Я переживала свою боль в себе, как слепая бродя по дому и повсюду натыкаясь на твои вещи - кроватку, коляску, пелёнки, игрушки, зимний комбенизон.
И только ночью мы обнимали друг друга так, словно ты всё ещё здесь, между нами, и в наших силах согреть тебя и укрыть от всего на свете. Мой любимый говорил мне, что я должна нести тебе уверенность. Я повторяла про себя его слова, пока ехала к тебе; повторяла, пока считала минуты у дверей реанимации; повторяла, пока шла к тебе по коридору. И только один раз я забыла об этом на пороге твоей палаты.

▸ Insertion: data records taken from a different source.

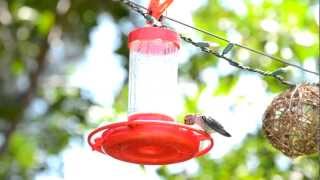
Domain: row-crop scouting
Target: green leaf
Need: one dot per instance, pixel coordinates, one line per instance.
(45, 22)
(23, 148)
(226, 84)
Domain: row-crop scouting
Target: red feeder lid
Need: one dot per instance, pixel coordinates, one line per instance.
(150, 139)
(152, 33)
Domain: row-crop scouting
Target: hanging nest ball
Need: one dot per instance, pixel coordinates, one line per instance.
(291, 123)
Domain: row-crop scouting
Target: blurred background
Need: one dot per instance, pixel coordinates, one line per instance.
(64, 67)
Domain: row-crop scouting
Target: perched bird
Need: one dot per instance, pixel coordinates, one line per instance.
(207, 123)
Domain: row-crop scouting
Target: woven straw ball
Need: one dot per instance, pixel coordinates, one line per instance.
(291, 122)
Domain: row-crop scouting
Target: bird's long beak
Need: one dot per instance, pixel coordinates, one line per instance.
(189, 119)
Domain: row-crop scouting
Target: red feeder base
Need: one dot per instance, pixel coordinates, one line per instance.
(150, 139)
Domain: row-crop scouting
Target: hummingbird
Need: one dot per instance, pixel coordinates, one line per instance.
(207, 123)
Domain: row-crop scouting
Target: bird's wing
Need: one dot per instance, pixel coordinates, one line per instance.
(216, 126)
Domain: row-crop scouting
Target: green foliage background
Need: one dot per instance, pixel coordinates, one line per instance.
(28, 79)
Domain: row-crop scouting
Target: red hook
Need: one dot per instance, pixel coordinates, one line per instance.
(156, 9)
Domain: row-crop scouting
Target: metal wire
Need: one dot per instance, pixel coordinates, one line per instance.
(205, 48)
(226, 40)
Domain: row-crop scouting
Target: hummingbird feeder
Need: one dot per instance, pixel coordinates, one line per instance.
(150, 135)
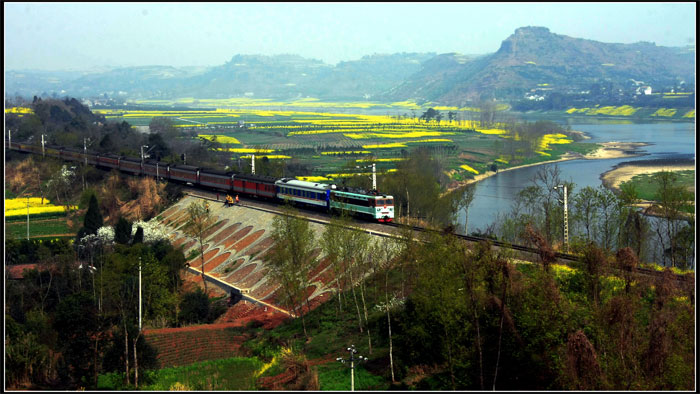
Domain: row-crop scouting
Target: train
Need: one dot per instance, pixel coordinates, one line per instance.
(369, 205)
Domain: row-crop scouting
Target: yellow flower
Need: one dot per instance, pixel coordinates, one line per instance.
(466, 167)
(224, 139)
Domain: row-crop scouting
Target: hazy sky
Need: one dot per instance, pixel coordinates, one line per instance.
(58, 36)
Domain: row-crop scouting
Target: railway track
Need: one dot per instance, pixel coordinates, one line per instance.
(381, 230)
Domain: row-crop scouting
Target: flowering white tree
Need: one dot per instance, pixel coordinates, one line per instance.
(152, 231)
(62, 181)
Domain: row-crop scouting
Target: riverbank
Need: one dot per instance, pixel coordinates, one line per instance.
(623, 172)
(608, 150)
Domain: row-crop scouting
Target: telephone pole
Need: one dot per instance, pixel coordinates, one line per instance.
(352, 360)
(566, 218)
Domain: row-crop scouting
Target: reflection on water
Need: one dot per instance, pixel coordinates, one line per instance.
(495, 195)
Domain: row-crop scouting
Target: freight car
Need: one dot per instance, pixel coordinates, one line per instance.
(370, 205)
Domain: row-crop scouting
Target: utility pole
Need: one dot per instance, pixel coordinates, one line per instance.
(139, 293)
(142, 156)
(27, 217)
(566, 218)
(352, 360)
(85, 149)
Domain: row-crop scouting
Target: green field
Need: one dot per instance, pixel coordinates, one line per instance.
(231, 374)
(647, 187)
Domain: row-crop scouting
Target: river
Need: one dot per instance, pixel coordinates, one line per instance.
(495, 194)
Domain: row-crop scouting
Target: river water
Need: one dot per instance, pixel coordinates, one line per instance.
(496, 194)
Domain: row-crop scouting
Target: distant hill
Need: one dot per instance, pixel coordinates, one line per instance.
(534, 58)
(532, 64)
(276, 77)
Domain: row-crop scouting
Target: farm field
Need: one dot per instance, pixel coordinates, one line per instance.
(51, 228)
(45, 219)
(236, 373)
(647, 188)
(332, 142)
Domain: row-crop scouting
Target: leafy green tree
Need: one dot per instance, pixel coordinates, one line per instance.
(138, 236)
(122, 231)
(76, 322)
(199, 219)
(672, 201)
(93, 217)
(194, 307)
(292, 259)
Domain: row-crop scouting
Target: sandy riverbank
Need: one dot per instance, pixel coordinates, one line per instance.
(608, 150)
(626, 171)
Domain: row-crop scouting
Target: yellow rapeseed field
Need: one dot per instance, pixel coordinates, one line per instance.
(246, 150)
(224, 139)
(466, 167)
(19, 110)
(347, 152)
(268, 156)
(665, 112)
(18, 207)
(412, 134)
(313, 178)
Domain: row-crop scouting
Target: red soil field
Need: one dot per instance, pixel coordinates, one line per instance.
(253, 278)
(189, 244)
(178, 241)
(245, 242)
(236, 237)
(326, 277)
(225, 233)
(175, 218)
(320, 267)
(264, 290)
(214, 228)
(169, 212)
(216, 261)
(195, 246)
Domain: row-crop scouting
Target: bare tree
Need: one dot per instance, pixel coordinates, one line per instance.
(199, 220)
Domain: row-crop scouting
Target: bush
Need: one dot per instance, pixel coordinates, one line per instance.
(194, 307)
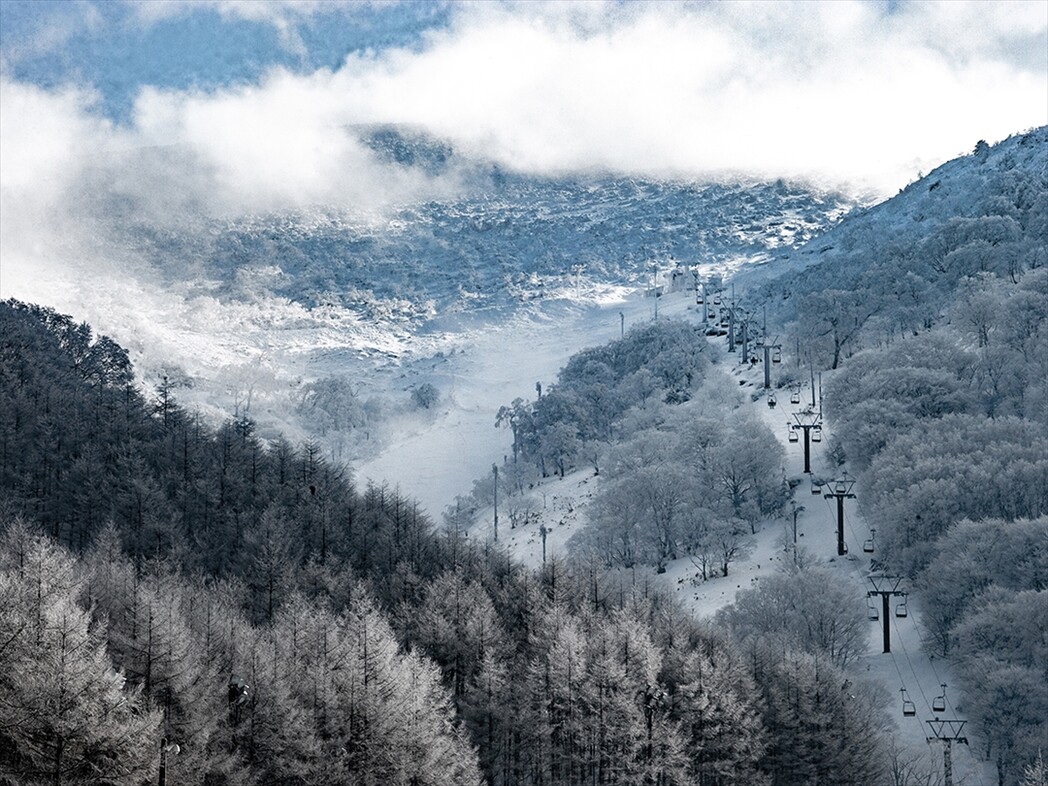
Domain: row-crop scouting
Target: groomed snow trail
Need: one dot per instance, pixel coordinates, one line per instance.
(441, 458)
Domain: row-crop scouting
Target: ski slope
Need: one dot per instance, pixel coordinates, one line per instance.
(441, 458)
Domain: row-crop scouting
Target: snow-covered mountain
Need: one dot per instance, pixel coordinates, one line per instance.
(501, 240)
(985, 212)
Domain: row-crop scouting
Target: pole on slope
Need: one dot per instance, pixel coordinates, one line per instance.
(842, 490)
(495, 471)
(947, 732)
(886, 586)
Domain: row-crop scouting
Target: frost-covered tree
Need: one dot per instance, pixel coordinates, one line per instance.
(66, 714)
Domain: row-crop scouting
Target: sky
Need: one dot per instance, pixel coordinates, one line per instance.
(261, 97)
(176, 111)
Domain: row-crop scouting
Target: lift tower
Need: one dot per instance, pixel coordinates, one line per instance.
(886, 586)
(842, 489)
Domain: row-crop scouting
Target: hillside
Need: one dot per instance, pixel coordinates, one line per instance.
(896, 267)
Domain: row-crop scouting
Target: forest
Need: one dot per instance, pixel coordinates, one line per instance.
(168, 583)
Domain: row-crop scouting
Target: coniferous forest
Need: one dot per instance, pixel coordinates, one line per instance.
(167, 581)
(278, 504)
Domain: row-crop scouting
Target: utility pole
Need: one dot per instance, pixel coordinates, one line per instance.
(842, 489)
(886, 586)
(807, 419)
(947, 732)
(495, 470)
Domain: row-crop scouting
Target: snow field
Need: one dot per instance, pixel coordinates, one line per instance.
(440, 459)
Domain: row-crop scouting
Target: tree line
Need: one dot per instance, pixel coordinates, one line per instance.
(162, 580)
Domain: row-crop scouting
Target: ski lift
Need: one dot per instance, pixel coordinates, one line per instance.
(909, 708)
(939, 702)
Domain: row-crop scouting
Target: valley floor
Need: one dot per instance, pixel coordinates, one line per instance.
(439, 458)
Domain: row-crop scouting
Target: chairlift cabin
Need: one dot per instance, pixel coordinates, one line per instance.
(939, 702)
(909, 708)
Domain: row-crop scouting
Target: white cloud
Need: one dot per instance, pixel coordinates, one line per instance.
(841, 91)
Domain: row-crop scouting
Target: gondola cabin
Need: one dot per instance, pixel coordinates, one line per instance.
(909, 708)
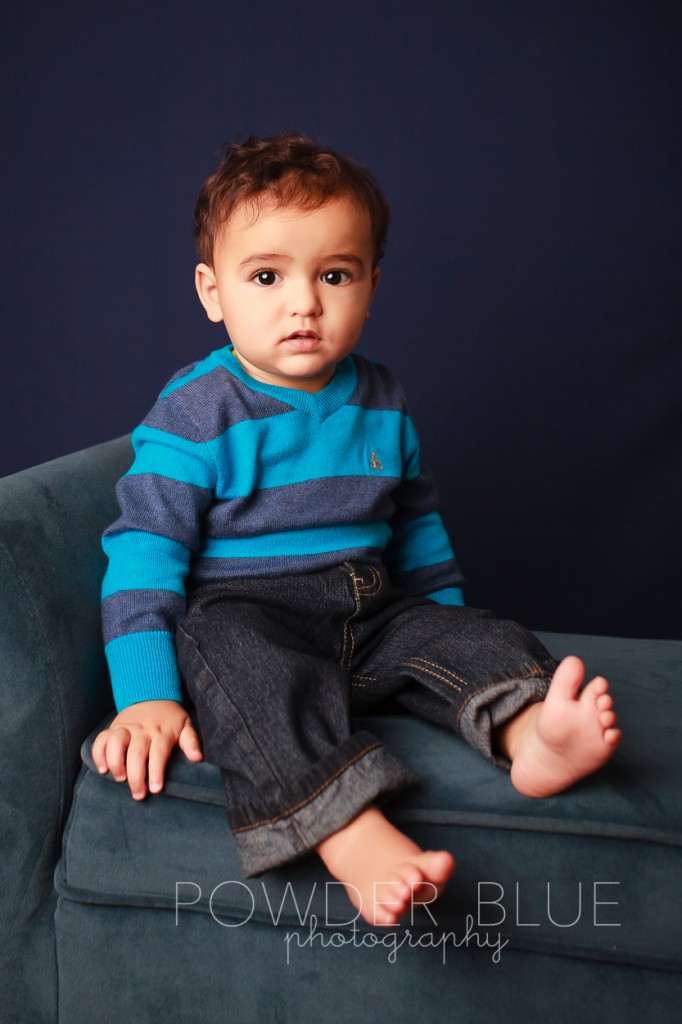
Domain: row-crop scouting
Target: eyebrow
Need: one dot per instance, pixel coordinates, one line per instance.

Коридор сорвался за мной в пропасть. Я стояла на пороге и не могла сделать шаг вперёд. Это был второй или третий день. Я стояла на пороге, а в трёх шагах от меня в своей стеклянной больничной люльке ты лежал, с головй закрытый одеялом. И только твоя маленькая розовая пяточка упиралась в стеклянную стенку люльки. Палата поплыла у меня перед глазами. От запаха кварца саднило в горле и щемило глаза. Оконные рамы покосились, и вся твоя палата провалилась куда-то за окно, вместе с мигающими мониторами, протянутыми на них нитками пульса, капельницами, аппаратами ИВЛ и системами для бесконечных переливаний крови. Маленький мой! Сколько прошло времени - минута, две? Я смотрела на эту пяточку, я уже не дышала, и, кажется, если бы в ту минуту ты не шевельнул ножкой, я бы умерла. Просто сделала бы шаг к тебе - в твою палату, - туда, где ты. Ничего не существовало в эту минуту - только твоя пяточка, которой ты упёрся в стекло...
***
Через шесть дней тебя перевели в отделение, и мне разрешили лежать в одной палате с тобой. Когда я распеленала тебя, ты даже не проснулся. Так и лежал - бледный, вытянутый как стойкий оловянный солдатик, с тонкими синими следами от складок пелёнки... На третьи сутки после реанимации ты начал потягиваться, просыпаясь. Через неделю после реанимации ты начал слабо сжимать мой палец в кулачке. Через три недели - сам просыпаться на кормление, до этого тебя приходилось будить. Ты до сих пор очень много спишь и быстро устаёшь. Ты не можешь долго смотреть по сторонам, тебе тяжело остановить взгляд на лице человека или яркой игрушке. Ты почти не улыбаешься. И ещё - ты никогда не плачешь. Не потому что тебе не больно, и не потому что ты взрослый и сильный. Как раз наоборот - плач требует сил, а у тебя их немного, и они нужны на другое - сжать мой палец в кулачке, потянуться, повторить со мной ежедневные упражнения для ручек и ножек, терпеливо выпить лекарства...
Мы прожили в больнице две недели. Все дни были похожи друг на друга - четыре стены, кормление по часам, медсёстры с капельницами два раза в день. Но был один вечер, когда мы встретились в коридоре с одной женщиной из соседней палаты. Ей около сорока, у неё тоже второй сын и тоже нелёгкие роды. Мы разговорились, я рассказала ей о тебе. Она слушала очень внимательно, а потом сказала, я никогда не слышала, чтобы так глубоко, искренне и с такой верой говорили:
"Вашему малышу столько выпало с рождения, он так крепко держится за жизнь. Богу нужны ангелы, а у вашего малыша, должно быть, очень чистая и невинная душа. Чью-то безгрешную душу он принял. Вам нужно очень много сил и терпения. Вам очень большой труд предстоит. Держите своего ангела на земле".